A Deep Learning algorithm for music genre classification. The network was trained on the GTZAN dataset. The dataset consists of 1000 audio tracks each 30 seconds long. It contains 10 genres, each represented by 100 tracks. The tracks are all 22050Hz Mono 16-bit audio files in .wav format.
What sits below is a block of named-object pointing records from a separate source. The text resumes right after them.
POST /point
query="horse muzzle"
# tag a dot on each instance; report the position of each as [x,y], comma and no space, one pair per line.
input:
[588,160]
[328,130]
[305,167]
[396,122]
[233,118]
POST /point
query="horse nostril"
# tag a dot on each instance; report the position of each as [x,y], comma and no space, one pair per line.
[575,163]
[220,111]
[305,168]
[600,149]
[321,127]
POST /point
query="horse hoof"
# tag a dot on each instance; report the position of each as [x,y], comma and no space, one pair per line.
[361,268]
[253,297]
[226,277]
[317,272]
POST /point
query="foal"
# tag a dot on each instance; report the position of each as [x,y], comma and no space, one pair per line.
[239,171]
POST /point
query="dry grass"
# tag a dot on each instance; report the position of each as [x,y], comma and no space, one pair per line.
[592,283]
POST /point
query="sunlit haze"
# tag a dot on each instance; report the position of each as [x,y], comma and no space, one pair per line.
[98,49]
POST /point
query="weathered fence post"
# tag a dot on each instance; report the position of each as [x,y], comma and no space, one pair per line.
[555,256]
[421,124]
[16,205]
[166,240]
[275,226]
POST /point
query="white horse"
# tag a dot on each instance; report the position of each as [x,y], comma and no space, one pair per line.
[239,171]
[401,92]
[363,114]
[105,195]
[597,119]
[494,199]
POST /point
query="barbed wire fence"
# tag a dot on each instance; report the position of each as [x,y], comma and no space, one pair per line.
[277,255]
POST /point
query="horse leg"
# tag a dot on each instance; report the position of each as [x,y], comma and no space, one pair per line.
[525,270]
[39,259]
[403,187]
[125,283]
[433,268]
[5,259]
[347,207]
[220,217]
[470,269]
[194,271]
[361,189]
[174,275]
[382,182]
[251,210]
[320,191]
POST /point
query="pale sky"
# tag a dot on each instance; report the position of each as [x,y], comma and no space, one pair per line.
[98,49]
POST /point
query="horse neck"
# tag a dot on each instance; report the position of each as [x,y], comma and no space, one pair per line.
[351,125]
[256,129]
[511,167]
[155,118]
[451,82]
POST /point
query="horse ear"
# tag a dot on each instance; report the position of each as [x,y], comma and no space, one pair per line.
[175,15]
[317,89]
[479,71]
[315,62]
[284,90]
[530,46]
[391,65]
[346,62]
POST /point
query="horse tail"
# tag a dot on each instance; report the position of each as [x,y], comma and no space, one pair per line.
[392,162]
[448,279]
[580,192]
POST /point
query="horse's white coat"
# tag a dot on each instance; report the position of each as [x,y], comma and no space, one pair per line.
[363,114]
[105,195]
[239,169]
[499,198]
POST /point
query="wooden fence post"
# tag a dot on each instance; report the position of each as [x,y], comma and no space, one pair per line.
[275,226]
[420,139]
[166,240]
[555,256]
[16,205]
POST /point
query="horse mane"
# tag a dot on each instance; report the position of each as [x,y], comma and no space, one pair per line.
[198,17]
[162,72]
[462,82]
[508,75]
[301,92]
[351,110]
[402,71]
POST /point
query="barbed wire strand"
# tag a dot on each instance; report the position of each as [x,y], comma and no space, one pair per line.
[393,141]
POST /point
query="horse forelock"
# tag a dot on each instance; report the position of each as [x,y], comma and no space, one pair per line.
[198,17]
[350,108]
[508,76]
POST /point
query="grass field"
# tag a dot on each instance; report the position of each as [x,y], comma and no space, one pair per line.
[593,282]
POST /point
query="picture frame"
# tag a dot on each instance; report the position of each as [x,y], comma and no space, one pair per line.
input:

Link to the dataset: https://www.kaggle.com/andradaolteanu/gtzan-dataset-music-genre-classification
The GTZAN dataset is used to extract features for each of the song in it. The script iterates through the folders of the songs and extracts 13 Mel Frequency Cepstral Coefficients (MFCCs) for each one. MFCCs was chosen as the prefered extracted features as it immitates the way the human ear works and is one of the most commonly used features in audio signal processing. The features, as well as the labels of the song and their mapping to genre is temporarily stored into a dictionary and afterwards they are saved into a json file for ease in processing and training later on.
Due to the small amount of data contained in the dataset, data augmentation is performed by splitting each song into 10 parts and using them as new songs. This increased the accuracy of the model by more than 30%
After loading the data, the MFCCs and the labels are put into numpy arrays and then split into training (60%), test(20%) and validation(20%) sets.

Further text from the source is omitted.